Some people think the mist is how it got its name. Others are a bit more ticklish inventive. So either the devil:
- was so startled by cocks crowing** when he was engaged in the dastardly scheme of FLOODING SUSSEX that he jumped up and landed in Surrey, and made a massive hole where he landed
- was trying to annoy Thor by throwing mud at him, all scooped out of that hollow
- had nothing to do with it as it was actually two squabbling giants*** who were wrenching up clods of earth to throw them at the other (a story with the added bonus of explaining the Isle of Wight as a shot that missed)
As yet, have found no stories suggesting the devil is behind the process of erosion-instigated clay/sandstone basins. Tch.
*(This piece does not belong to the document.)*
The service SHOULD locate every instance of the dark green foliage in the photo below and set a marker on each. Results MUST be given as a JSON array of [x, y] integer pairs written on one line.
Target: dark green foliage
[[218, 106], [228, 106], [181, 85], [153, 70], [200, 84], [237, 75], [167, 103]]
* Putting me in mind of the giant's bath from a story in
this book by Margaret Mahy. In which a family buy a house that had been owned by a giant, and it's all been converted back to people size apart from the bathtub. Which is so big you can go swimming in it. As the family do. Each time using a sliver of magical soap left behind in the soap dish, which turns the water crazy things like strawberry juice...
** Maybe of their own accord, but maybe there were put up to it by St Dunstan. What is he like, eh? When he's not
shoe-ing the fellow like a horse with iron, he's shooing him off! Ha!
*** Though 'devil' was used as a
substitute synonym for 'giant' by some Christian teachers, trying to tidy the existing stories about the country into something more...palatable.